I never chose to walk past the school. It just happened to be en route from my flat to the newsagent that sold the cheapest wine. If you walked past at lunchtime, the din of children was hard to avoid. Kickabouts, screaming and shouting, thudding games of tag. Not that I paid much attention on a booze run. 

When the snow started, I needed milk. The newsagent was the obvious choice. My trainers were dying, and every step was a slippy nightmare. I focused on one foot after the other, arms splayed out. 

The snowball that hit my shoulder nearly upended me onto an unforgiving hidden pavement. 

Three children peered over a brown wire fence, each with a broken pumpkin’s grin.  All had knitted hats and gloves as accessories to their school uniform, and palmed fresh snowballs. 

I was an adult. The day was mine through existence alone. My options included swearing, giving them the finger, even marching to the office  and demanding the headmaster take action. Instead I moulded a projectile from the frozen ground, and threw one back. It exploded against a tree with a delightful whomp. 
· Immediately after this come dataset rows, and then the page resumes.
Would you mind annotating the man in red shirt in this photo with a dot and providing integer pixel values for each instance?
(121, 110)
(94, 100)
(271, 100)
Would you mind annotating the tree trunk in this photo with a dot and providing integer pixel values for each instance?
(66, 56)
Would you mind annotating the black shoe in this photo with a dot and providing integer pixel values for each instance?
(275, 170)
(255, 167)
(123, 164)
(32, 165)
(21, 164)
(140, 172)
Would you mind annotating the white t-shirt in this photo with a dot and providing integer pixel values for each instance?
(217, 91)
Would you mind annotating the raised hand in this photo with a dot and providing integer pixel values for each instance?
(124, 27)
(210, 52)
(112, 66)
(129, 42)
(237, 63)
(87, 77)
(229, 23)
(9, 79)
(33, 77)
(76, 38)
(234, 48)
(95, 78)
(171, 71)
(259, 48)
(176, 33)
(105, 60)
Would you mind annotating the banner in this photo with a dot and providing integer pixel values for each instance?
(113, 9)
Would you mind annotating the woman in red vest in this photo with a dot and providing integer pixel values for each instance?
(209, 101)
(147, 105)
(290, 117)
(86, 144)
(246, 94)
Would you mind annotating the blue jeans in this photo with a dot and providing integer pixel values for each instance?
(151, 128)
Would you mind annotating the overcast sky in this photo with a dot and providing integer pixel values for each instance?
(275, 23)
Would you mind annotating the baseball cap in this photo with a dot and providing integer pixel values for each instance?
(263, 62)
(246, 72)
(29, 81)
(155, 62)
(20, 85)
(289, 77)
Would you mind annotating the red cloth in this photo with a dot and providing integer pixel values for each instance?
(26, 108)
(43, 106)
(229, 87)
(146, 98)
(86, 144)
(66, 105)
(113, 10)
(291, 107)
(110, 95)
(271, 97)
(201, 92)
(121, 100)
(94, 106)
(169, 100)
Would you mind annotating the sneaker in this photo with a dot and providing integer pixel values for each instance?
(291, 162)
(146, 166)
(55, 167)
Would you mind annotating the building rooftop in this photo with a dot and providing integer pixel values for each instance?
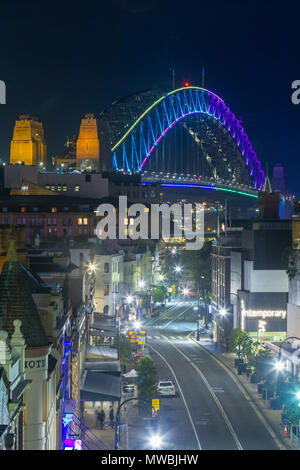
(16, 302)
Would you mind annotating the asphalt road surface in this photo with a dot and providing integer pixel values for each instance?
(209, 411)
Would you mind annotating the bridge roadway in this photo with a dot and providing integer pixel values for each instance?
(194, 182)
(209, 411)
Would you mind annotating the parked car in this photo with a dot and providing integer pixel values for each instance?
(166, 387)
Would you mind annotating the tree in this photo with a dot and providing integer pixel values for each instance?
(124, 349)
(160, 293)
(264, 365)
(288, 396)
(147, 379)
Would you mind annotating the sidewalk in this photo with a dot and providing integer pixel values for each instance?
(272, 417)
(106, 435)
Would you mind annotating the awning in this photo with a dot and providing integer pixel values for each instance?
(101, 352)
(97, 386)
(103, 333)
(109, 367)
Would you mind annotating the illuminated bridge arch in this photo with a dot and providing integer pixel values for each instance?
(135, 147)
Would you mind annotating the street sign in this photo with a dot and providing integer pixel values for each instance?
(155, 403)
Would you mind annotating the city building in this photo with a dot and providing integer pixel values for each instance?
(12, 387)
(249, 275)
(28, 144)
(87, 148)
(16, 303)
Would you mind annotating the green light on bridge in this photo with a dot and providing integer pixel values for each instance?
(243, 193)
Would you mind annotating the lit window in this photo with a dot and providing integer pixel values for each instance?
(106, 288)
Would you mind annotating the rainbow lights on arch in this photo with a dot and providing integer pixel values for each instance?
(139, 142)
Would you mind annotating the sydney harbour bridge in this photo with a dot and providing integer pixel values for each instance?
(188, 137)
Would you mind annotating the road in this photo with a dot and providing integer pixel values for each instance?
(209, 411)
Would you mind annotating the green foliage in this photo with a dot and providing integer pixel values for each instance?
(297, 207)
(288, 397)
(244, 341)
(264, 365)
(147, 379)
(124, 348)
(160, 293)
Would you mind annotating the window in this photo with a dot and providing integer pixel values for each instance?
(106, 288)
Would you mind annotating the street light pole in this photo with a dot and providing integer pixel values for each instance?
(118, 417)
(239, 323)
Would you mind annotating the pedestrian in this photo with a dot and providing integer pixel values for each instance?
(100, 418)
(111, 416)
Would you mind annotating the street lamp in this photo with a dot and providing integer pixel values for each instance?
(279, 353)
(223, 312)
(155, 441)
(118, 418)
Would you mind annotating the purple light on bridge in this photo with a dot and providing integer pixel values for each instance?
(196, 186)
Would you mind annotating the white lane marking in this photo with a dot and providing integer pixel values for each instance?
(182, 396)
(171, 321)
(239, 445)
(246, 394)
(165, 313)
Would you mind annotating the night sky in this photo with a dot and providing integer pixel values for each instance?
(63, 59)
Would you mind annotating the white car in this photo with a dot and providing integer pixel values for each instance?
(166, 387)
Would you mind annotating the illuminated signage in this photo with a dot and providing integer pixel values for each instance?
(264, 314)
This destruction of the social rulebook lead to stunned silence. But the trio soon understood the game. We began our war.

None of my throws had real weight behind them. I missed nine times out of ten, and got clipped by frosty bullets to my ear and nose. But this was access to a free theme park. We forgot our age gap, and hurled lumps in sheer enjoyment. 
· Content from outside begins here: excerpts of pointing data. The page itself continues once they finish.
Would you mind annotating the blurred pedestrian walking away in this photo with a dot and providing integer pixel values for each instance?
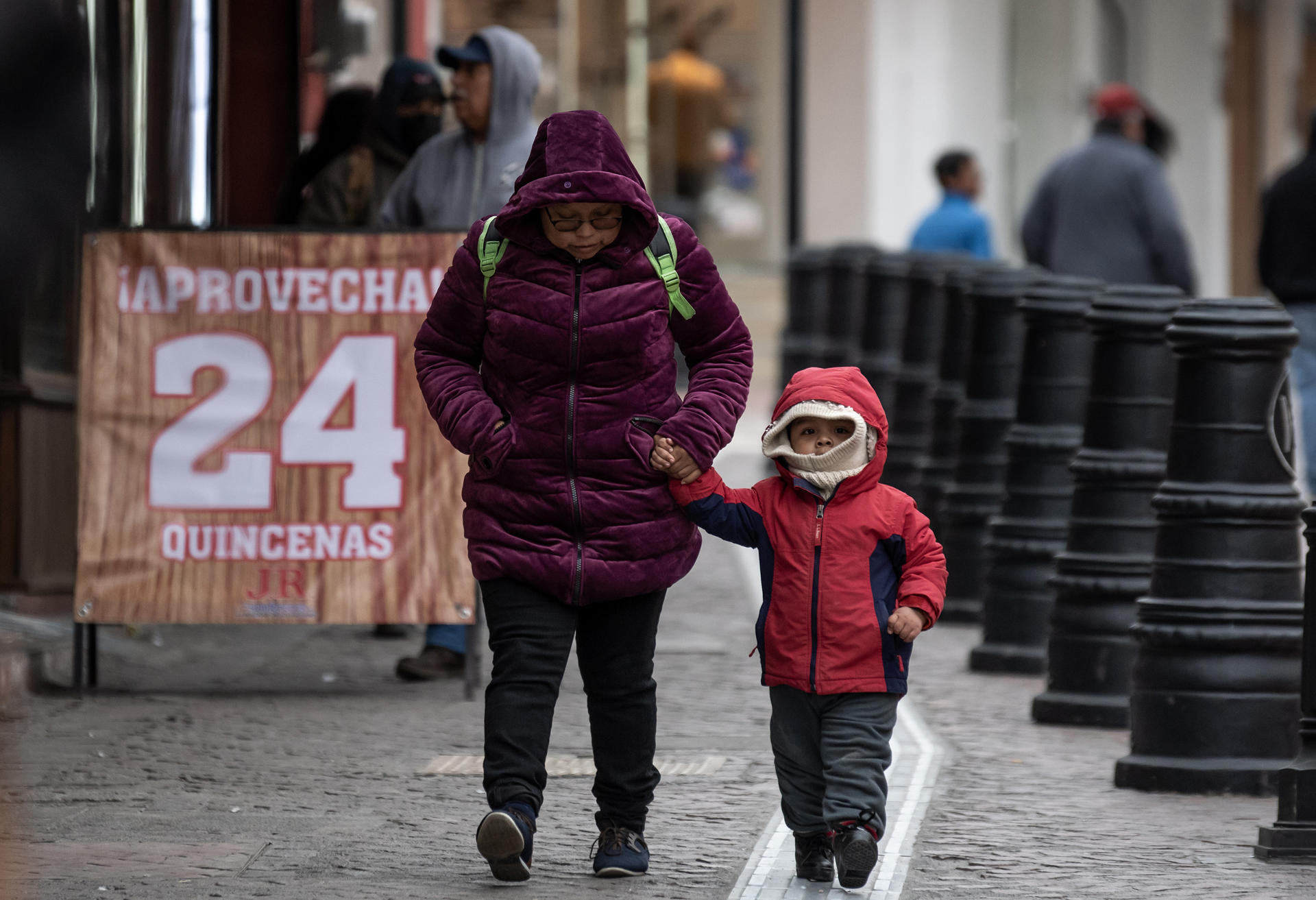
(548, 356)
(465, 174)
(343, 127)
(687, 103)
(1104, 210)
(1286, 262)
(955, 226)
(407, 112)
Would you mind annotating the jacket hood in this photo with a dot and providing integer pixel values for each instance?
(578, 157)
(516, 81)
(844, 386)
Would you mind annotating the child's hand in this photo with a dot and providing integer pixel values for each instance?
(662, 457)
(668, 457)
(907, 622)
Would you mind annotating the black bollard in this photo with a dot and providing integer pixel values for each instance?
(1034, 522)
(910, 413)
(886, 297)
(1214, 702)
(948, 396)
(991, 382)
(805, 343)
(1294, 834)
(846, 293)
(1107, 559)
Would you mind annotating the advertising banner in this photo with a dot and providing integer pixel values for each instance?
(253, 442)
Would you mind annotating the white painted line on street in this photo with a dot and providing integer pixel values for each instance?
(912, 775)
(570, 766)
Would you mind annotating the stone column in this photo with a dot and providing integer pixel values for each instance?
(991, 382)
(948, 396)
(886, 279)
(1034, 522)
(1293, 837)
(805, 341)
(845, 300)
(911, 409)
(1214, 703)
(1107, 559)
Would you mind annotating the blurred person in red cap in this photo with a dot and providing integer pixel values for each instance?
(1286, 261)
(1104, 210)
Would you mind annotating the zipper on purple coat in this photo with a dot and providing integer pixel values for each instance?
(570, 445)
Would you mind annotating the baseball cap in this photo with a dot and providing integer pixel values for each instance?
(474, 50)
(1117, 99)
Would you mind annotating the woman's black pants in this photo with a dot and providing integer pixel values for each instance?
(531, 638)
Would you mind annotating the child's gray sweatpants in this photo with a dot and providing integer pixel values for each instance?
(832, 752)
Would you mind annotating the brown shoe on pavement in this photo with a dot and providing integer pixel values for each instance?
(432, 664)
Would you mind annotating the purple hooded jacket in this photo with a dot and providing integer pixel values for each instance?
(578, 358)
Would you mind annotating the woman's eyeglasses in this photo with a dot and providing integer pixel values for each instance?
(600, 224)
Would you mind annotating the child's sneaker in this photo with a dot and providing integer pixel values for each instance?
(855, 849)
(506, 837)
(619, 851)
(814, 857)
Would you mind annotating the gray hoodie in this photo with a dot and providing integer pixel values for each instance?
(1106, 211)
(453, 180)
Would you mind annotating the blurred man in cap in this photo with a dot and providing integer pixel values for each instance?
(456, 180)
(1286, 262)
(1106, 210)
(407, 112)
(467, 174)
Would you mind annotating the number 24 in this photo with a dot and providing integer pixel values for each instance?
(360, 363)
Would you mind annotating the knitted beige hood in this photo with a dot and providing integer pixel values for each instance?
(824, 472)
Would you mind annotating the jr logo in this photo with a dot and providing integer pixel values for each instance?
(290, 585)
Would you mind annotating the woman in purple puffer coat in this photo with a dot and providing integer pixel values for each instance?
(556, 378)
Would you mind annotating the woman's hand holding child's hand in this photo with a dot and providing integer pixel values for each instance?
(907, 622)
(666, 457)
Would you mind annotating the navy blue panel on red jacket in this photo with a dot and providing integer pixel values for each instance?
(833, 570)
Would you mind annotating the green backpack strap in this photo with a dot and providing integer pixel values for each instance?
(491, 247)
(661, 253)
(662, 257)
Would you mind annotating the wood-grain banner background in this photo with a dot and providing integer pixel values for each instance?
(253, 442)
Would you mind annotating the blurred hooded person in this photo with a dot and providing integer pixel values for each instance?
(466, 174)
(343, 127)
(407, 112)
(1106, 210)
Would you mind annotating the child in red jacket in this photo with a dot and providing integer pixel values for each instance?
(852, 575)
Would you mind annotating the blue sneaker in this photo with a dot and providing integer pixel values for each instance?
(619, 853)
(506, 837)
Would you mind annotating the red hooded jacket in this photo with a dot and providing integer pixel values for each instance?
(833, 570)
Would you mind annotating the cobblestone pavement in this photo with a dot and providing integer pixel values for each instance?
(230, 753)
(1029, 811)
(284, 762)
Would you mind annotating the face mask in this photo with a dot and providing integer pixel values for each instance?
(417, 130)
A whistle rang for the end of break, and they scattered. I brushed myself down, and headed for a milky prize, amazed at the madness of the world.

This was Friday. I played computer games all weekend. That snow kept trickling past the window. The cars outside vanished under an icy blanket. 

Monday was a write off work wise. By Tuesday blackouts rolled through the street every few hours. My radio still had power, and between songs they played government advice. The news had reports of shapes at sea, but I did not understand what this meant.

By Thursday my shelves begged for bread and canned food. Perhaps some of that cheap wine. The door took four attempts to open. A bus shaped milky boulder blocked the road. I kicked something soft in a drift near a post box. The wind had fallen to a breath, but those gentle and constant flakes still fell. 

It had not crossed my mind that the school would be open. But the children stood in the playground, snow up to their ankles.  Their clothes were still wooly, but not wooly enough anymore. They watched me in silence, hands clasped around snowballs like murder weapons. 

My chest tightened, like when you find a burst pipe and cannot work out how to stop the water pooling on your kitchen floor. I hurried on, a ghostly figure trekking across the snow.

Line: A bus shaped milky boulder blocked the road.